This week, nearly 700,000 people will descend on the U.S. Tennis Center in New York to watch the world’s best players compete in the 2012 U.S. Open. But this year, millions of fans catching the action on their PC, tablet or smartphone may actually have the best seat in the house.
Thanks to Big Data, predictive analytics and cloud computing, fans from around the world will have access to real-time insight based on millions of data points – illustrating each player’s keys to winning the match.
Now that’s a real advantage over simply sitting courtside keeping an eye on the scoreboard. So what’s the takeaway for business and government?
From Wimbledon to U.S. Open Golf, Roland Garros to U.S. Open Tennis, we see distinct parallels between the IT needs of big events and those of the enterprise. In fact, it’s often said that sports is a metaphor for life – but in some ways, sports is a metaphor for business as well.
Backed by real data, tennis fans can make instant, informed predictions about the match they’re watching — well before the scores tell the story. Off the court, the same kinds of data-driven, interactive experiences are being used to monitor babies in prenatal wards, help police forces prevent crime and enable financial services firms to improve customer service.
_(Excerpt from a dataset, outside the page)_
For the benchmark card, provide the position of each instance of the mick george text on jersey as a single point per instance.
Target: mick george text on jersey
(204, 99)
In addition, similar to the seasonal peaks and troughs in demand a business may face, the U.S. Open requires scalable computing resources — the flexibility of the cloud — so that it can manage an exponential increase in digital traffic during the tournament. For much of the year, the U.S. Open resembles a small business, but during the two-week tournament IBM transforms it into a massive, data hungry enterprise that demands uninterrupted access to accurate content, data and stats primed for instant analysis and decision-making.
Like businesses, governments and healthcare providers, the world of sports is finding new ways to uncover hidden insights from Big Data delivered via the cloud to up their game. Seeing Big Data perform on the court is helping business leaders from Chief Marketing Officers to Chief Financial Officers understand how they can personalize marketing and better inform product development, supply chain and acquisition decisions.
As data in all forms continues to grow, the value of information is increasing. It is an organizations’ most valuable natural resource. And those — whether focused on sports, retailing, health care, and beyond — that capture and understand it quickly will have an unprecedented advantage.